Dr. Bahr Paperweight Display
Dr. Carman Bloedow Bahr, born in Middletown, OH in 1931, was a medical doctor of internal medicine, specializing in diabetes and endocrinology—the branch of medicine associated with the study of endocrine glands and hormones. A graduate of the Ohio State University Medical School and a Miami University alumna, Dr. Bahr not only cared about her medical research, but also about the future of medicine. When she passed away in July 2008, one of her wishes was to give the Miami University premedical program, and the students associated, a gift of a scholarship. The funds for the Dr. Carman Bloedow Bahr M.D. Premedical Scholarship was to be gifted to the Miami University premedical program under one condition: that Miami accepted Dr. Bahr’s extensive paperweight collection and stores them somewhere safe, never to be sold.
While only about 30 paperweights are displayed at the Mallory-Wilson center located on the first floor inside Pearson Hall, the collection ranges well into the hundreds. The rest of the collection is located in the Miami University Art Museum, where when the paperweights were first gifted. When they were first gifted, there was an exhibition at the Art Museum displaying 75 of the paperweights within the collection. The exhibition not only displayed some of Dr. Bahr’s gift, but the Museum also invited the rest of the Bloedow (Dr. Bahr’s maiden name) and Bahr family to witness and experience the exhibition, as well as communicate with the Miami University staff about how best this institution can pay respectful homage to their beloved family member.
According to the curator at the Miami University Art Museum there isn’t any large correlation between each paperweight within the collection. But from the pieces on display in Pearson, they seem to at least have some small similarities. Although paperweights can come in different shapes and sizes, Dr. Bahr’s collection seems to consist of all rather spherical (or close to) paperweights all range from dates between the 1960s and beyond. The collection seems to have an array of designs; everything from stripes, to intricate patterns, to floral.

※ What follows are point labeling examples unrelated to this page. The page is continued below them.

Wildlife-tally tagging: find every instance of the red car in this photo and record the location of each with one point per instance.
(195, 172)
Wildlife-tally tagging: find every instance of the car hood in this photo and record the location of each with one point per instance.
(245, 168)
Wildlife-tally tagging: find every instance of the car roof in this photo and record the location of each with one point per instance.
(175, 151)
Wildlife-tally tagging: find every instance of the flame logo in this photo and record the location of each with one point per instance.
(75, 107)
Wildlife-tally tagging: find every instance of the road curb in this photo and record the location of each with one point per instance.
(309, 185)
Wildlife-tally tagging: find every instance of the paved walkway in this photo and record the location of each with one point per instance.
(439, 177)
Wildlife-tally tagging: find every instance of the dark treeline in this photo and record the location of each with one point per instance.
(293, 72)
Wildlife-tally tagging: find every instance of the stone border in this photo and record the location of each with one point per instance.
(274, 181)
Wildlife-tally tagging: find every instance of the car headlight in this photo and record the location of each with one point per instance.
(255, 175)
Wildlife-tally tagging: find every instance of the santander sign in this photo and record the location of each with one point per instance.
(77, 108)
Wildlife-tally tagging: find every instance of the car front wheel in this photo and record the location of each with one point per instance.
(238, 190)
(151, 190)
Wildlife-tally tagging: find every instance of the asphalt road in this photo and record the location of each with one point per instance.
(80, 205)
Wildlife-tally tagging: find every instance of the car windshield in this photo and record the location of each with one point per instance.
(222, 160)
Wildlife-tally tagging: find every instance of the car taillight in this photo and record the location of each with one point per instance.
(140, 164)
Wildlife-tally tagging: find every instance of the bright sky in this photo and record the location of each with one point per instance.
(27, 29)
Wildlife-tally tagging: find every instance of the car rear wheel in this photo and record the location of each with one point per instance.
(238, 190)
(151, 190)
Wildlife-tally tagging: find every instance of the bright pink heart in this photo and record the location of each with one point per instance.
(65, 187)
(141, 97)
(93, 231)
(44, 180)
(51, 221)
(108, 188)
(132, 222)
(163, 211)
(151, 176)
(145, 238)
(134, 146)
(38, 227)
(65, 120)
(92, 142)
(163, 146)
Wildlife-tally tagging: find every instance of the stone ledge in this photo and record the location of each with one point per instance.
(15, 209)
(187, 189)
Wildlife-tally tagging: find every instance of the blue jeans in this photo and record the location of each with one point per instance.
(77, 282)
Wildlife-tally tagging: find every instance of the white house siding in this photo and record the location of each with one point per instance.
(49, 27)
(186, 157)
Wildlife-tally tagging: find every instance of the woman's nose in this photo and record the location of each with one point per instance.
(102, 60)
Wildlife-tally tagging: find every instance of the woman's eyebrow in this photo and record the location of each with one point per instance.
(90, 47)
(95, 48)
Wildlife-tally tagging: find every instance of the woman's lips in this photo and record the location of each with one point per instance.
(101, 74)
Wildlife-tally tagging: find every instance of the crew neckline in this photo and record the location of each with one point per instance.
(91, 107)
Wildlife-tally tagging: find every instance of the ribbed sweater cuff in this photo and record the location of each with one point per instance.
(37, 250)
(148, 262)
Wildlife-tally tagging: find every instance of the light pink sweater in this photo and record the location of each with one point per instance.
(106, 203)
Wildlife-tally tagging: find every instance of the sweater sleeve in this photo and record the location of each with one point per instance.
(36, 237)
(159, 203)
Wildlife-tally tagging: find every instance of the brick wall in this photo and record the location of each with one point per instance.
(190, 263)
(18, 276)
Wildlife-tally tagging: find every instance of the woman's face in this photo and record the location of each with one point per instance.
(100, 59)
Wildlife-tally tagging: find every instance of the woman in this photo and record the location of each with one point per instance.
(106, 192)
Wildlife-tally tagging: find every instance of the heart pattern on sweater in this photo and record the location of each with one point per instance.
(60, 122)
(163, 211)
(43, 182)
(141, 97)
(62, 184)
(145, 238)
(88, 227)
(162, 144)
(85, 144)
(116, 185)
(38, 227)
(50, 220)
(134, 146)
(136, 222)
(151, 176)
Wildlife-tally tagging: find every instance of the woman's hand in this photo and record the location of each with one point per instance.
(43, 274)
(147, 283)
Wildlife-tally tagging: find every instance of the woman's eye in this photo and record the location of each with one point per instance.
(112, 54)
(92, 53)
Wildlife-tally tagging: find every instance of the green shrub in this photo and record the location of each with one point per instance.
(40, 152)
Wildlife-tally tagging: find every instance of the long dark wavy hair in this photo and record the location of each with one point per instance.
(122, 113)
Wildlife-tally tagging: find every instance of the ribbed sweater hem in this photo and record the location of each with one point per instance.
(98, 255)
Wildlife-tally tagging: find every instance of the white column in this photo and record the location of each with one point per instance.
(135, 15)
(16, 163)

Although glass paperweights themselves are not much of anything more than a shelf ornament or collectible item in the 21st century, that wasn’t always so. Invented around the 1840s in Vienna, Austria by a man named Pietro Bigaglia, paperweights were used for a variety of things. To the upper-class, paperweights were a means of ornamentation; to the glass-making industry, they were a way to perfect old glass-blowing techniques such as flameworking, filigree, and millefiori; to everyone, they were a way to hold down the stacks of paper in people’s homes.
Around the 1860s, immigrant European glassmakers traveled to America, bringing with them their newfound interest in these paperweights and their encouragement for the American glassmaking industry to follow in their footsteps. Moving forward 100 years into the 1960s, the American glass industry relocated outside of factories and into the studios of artists; along with that, university art programs began to teach the skill of glassblowing. This newfound way of thinking about the skills and techniques of glassblowing brought about large forms of artistic expression for the paperweight industry.